Edward mengintip selimut di sisi sebelahnya dan terkejut saat melihat ada bercak darah di sana. Ia pun mengambil bantal dan mulai menciumi bau yang tertinggal di kain pembungkusnya.

“Bukan parfum Lily. Apa kamu tahu dengan siapa aku kemari semalam ?”

“Saya tidak tahu, dokter.” Fahmi kembali memberikan jawaban yang sama.

“Cari tahu siapa yang tidur bersamaku semalam ! Jangan sampai perempuan itu tiba-tiba datang dan meminta pertanggungjawabanku karena hamil !”

“Baik dokter. Saya akan mencari tahu sekarang, ini pakaian ganti yang dokter minta.”

Edward hanya menggangguk dengan dahi berkerut. Jantungnya berdebar dan dipenuhi rasa khawatir karena ia tidak bisa mengingat apa-apa tentang semalam.

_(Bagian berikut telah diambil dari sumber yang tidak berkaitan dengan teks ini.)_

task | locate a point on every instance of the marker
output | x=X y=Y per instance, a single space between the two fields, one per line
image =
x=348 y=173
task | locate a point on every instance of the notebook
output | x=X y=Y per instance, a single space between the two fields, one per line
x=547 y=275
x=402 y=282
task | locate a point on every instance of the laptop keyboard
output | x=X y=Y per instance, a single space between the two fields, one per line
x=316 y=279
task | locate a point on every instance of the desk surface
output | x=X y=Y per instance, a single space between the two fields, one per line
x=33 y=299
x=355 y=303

Jangankan wanita yang sudah direnggut keperawanannya, Edward tidak tahu bagaimana ia bisa berakhir di kamar hotel ini.

Teman Selingkuh

Edward bergegas turun begitu Fahmi menghentikan mobil persis di depan lobi. Kalau saja hari ini tidak ada jadwal praktek dan operasi rasanya Edward memilih pulang menenangkan diri di apartemennya.

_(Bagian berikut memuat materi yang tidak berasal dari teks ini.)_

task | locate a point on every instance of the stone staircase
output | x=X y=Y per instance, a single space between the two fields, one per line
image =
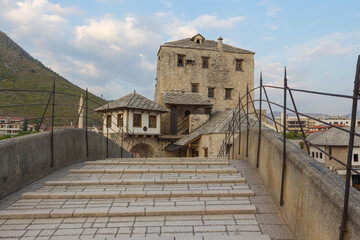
x=154 y=198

Pikirannya terus berusaha mengingat kejadian semalam tapi ingatannya berhenti pada rasa mual di perutnya usai meneguk wine sebagai bentuk perayaan hari jadinya dengan Lily yang ke-7.

Edward masih ingat ia langsung pamit ke toilet namun tidak yakin apakah ia benar-benar ke toilet atau tidak.

“Ed…. dokter Edward !”

Edward menoleh dan jantungnya berdegup kencang meski bibirnya tersenyum saat melihat sosok Lily sedang berjalan ke arahnya.

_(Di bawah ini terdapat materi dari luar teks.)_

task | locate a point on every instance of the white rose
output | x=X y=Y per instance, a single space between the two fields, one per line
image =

“Bagaimana kabar pasien yang baru saja dioperasi semalam ?”

Operasi ? Semalam ? Rasanya tidak ada kegiatan apa-apa di rumah sakit, batin Edward.

Edward menautkan kedua alisnya dan belum sempat menjawab pintu lift terbuka. Keduanya langsung masuk tanpa melanjutkan percakapan karena banyak orang lain di situ.

Begitu sampai di lantai 9, Edward langsung keluar sementara Lily sempat celingukan, memastikan tidak ada dokter Robert, ayahnya Edward sekaligus pemilik rumah sakit ini.

Bergegas ia menyusul Edward dan wajahnya kelihatan lega melihat Fahmi belum tiba di mejanya, tapi ada Rini, sekretaris yang membantu Fahmi mengurus pekerjaan administrasi.

“Apa yang terjadi semalam ?” pancing Edward yang masih berdiri menunggu Lily masuk ke dalam ruangannya.

“Apa maksudmu ?” tanya Lily dengan wajah bingung.

Edward tidak langsung menjawab, memikirkan bagaimana menjelaskan situasinya pagi ini karena ia sudah pernah berjanji tidak akan pernah bersetubuh dengan wanita lain bahkan termasuk Elsa yang sudah menjadi istri sahnya.

“Ed, ada masalah apa ? Apakah operasi semalam tidak berjalan lancar karena kamu sempat minum wine ?”

Edward lamgsung menggeleng sambil tersenyum.

“Maksudku kamu pulang dengan siapa semalam ? Maaf kalau aku…..”

Lily meletakkan telunjuknya di bibir Edward dan menggelengkan kepalanya.

“Tidak usah merasa bersalah, sebagai sesama dokter aku paham dengan tugas dan tanggungjawab kita apalagi kamu adalah dokter spesialis di sini sekaligus calon penerus rumah sakit ini.”

“Terima kasih karena kamu selalu mengerti aku.” Edward langsung memeluk Lily dengan erat sambil menghela nafas panjang dan berat.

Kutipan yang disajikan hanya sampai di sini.